Illustration: Reynold Mascarenhas

“This child has been claimed by The Devil himself!” intoned the priest, looking down on the unfazed girl standing before him in the church. Behind the child stood the parents, clasping their palms together. But it was not The Devil at work that day; it was not the child who was possessed. It was the priest and the parents who had dragged her to church who were possessed… by transphobia. 
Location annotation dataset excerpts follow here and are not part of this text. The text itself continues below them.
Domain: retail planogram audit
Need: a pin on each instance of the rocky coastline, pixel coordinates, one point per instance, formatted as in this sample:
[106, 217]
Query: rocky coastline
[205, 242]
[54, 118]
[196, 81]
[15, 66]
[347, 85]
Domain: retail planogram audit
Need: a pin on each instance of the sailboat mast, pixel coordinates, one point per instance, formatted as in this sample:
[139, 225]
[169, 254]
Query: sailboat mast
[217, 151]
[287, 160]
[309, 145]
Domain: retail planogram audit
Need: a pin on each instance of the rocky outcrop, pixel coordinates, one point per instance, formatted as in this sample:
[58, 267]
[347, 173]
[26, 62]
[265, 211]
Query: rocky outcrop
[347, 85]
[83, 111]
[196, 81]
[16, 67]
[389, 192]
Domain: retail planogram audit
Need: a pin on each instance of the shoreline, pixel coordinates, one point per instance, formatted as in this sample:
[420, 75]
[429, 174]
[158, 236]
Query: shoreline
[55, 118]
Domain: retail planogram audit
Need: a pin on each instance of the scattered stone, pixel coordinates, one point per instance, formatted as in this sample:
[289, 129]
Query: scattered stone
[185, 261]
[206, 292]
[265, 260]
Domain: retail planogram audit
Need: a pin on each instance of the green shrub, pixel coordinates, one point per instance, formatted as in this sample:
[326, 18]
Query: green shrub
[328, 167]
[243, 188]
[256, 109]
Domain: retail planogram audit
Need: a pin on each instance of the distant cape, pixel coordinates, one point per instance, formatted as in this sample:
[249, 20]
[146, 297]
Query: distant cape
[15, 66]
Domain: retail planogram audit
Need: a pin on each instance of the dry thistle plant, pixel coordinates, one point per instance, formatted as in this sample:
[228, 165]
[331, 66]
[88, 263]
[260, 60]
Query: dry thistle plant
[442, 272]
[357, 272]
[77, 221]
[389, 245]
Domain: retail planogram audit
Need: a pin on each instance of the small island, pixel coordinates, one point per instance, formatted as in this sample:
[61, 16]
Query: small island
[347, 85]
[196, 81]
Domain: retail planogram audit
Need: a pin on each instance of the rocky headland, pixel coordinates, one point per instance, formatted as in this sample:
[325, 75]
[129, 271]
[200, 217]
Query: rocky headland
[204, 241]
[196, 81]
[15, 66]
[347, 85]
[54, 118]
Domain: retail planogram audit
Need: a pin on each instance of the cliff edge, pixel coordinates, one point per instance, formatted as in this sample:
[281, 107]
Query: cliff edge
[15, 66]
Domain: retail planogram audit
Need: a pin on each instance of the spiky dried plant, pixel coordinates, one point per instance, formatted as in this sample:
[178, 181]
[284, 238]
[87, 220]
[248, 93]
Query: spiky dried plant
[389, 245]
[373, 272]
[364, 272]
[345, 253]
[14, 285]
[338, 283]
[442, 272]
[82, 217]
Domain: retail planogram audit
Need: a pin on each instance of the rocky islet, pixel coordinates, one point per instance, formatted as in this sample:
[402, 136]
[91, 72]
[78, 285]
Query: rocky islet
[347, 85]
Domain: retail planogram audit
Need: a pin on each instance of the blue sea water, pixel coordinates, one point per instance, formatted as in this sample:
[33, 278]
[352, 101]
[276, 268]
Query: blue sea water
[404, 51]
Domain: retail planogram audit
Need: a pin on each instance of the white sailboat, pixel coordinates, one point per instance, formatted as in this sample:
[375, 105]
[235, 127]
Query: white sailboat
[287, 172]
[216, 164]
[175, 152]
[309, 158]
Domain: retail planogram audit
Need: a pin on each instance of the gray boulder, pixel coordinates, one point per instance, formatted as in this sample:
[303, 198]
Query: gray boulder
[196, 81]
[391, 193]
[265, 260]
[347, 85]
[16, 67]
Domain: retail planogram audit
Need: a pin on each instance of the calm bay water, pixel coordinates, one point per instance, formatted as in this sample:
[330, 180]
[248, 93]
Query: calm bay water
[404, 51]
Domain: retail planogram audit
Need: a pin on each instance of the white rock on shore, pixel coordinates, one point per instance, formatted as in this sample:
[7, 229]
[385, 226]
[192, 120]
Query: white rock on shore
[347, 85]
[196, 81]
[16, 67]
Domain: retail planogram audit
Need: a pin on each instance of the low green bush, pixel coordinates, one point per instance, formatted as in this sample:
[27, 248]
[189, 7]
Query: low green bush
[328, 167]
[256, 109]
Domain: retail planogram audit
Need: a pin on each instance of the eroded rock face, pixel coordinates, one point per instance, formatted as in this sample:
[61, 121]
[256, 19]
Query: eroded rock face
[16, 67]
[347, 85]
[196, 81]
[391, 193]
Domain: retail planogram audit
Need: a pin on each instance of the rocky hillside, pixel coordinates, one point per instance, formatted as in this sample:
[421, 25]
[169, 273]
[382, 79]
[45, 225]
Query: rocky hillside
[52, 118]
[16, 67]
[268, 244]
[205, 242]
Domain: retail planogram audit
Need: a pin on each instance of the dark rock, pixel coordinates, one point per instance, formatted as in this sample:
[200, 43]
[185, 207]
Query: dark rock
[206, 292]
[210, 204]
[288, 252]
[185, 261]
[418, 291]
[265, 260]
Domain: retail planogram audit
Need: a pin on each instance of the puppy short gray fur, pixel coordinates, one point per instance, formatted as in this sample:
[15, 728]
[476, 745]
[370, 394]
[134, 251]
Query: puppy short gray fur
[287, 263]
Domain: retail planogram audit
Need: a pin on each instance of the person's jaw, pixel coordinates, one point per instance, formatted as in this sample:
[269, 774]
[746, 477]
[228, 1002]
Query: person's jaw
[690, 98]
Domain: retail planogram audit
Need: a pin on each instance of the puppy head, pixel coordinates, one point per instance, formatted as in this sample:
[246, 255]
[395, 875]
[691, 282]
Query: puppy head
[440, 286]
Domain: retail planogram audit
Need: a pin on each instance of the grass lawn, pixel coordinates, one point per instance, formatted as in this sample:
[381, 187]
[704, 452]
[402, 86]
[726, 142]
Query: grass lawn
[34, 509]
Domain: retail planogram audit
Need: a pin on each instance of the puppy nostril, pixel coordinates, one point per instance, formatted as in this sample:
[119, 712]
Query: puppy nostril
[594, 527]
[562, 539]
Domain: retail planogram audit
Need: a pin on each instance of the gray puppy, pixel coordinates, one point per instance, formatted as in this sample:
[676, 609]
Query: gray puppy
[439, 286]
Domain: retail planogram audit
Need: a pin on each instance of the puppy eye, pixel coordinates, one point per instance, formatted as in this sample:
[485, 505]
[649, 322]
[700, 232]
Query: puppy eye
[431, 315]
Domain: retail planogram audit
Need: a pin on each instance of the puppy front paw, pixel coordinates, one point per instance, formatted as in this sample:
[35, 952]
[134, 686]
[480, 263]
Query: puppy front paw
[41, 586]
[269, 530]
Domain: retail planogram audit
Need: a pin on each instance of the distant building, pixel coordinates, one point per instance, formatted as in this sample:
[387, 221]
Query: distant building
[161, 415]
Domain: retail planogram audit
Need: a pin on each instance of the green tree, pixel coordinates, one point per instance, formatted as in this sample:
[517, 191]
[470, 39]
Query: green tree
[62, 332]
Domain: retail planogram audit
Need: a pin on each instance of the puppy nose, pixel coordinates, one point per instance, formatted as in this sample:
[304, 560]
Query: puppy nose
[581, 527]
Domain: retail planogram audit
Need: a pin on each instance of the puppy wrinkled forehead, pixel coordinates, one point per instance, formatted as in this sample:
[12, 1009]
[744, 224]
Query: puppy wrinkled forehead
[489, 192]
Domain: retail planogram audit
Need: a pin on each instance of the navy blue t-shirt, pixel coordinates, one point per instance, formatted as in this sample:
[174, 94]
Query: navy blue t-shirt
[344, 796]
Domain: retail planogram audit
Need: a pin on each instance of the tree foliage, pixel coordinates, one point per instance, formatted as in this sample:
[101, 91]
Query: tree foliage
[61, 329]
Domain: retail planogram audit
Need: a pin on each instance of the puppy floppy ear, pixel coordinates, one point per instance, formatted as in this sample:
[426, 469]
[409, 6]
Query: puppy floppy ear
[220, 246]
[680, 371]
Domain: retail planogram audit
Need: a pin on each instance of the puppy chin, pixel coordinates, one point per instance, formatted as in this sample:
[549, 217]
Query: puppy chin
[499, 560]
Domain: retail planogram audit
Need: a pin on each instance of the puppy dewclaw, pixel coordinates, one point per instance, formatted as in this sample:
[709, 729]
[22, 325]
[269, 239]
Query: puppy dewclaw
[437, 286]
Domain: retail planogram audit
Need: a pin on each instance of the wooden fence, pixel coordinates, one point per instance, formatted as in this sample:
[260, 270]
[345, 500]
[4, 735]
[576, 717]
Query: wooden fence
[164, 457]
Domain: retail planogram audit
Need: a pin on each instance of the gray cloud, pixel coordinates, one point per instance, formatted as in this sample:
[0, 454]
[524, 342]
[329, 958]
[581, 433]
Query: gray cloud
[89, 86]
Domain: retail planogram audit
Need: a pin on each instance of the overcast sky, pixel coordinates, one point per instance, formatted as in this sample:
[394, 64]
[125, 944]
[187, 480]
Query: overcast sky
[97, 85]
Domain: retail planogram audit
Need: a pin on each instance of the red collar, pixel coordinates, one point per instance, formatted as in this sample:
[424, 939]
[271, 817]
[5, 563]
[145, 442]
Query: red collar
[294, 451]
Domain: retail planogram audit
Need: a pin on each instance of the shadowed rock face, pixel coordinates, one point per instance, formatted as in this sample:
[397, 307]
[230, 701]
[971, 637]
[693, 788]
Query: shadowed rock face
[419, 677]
That girl was me. I was made to see the priest so that he could pray away the thoughts I’d been having – thoughts about the body I was born with and the body in which I felt I truly belonged. Of course, the church visit and all the prayers that followed were ineffective. Today, seven years later, I’m a female-to-male transperson and The Devil never came to claim my soul, which is not to say that I’ve had it easy.

At 16, I came out as a transgender boy to my parents. At the time it seemed impossible for them to wrap their heads around the fact that their daughter, Alisha, thought she was a boy. That soon she would become their son, Alvin. Even if the signs were there for all to see. 

From a very young age, I would often try on my brother’s clothes. When I refused to play with girls, I was branded “shy”. My eagerness to be around boys was brushed off as tomboy behaviour at first. No one quite cares about these trivial things when you are a kid. So I felt like I could be whoever I wanted to be. I was happy pretending to be a boy, but as I started nearing my teens, I was constantly chided to “behave like a girl”. It only made me rebel twice as much and I often beat up other kids because I felt that was the only way to prove that I’m a boy. My parents, who didn’t know any better, merely shrugged me off as an angsty teenager who was going through a “phase”. But I felt misunderstood and uncared for. Mostly, I felt alone and confused.  

The internet became my safe haven by the time I was 15.  On YouTube, I stumbled upon Canadian musician Jeydon Wale. In the comment section of one of his videos, I read, “He is a guy but has a female body.” It resonated with me. I googled to find out if there were other people like me who felt trapped and isolated because of their body. I came across a compilation of Jeydon’s tweets that first introduced me to the term “transgender”. But it was only years later, in 2016, that Jeydon came out as a transgender man. And that’s when I got the courage to pursue my true self.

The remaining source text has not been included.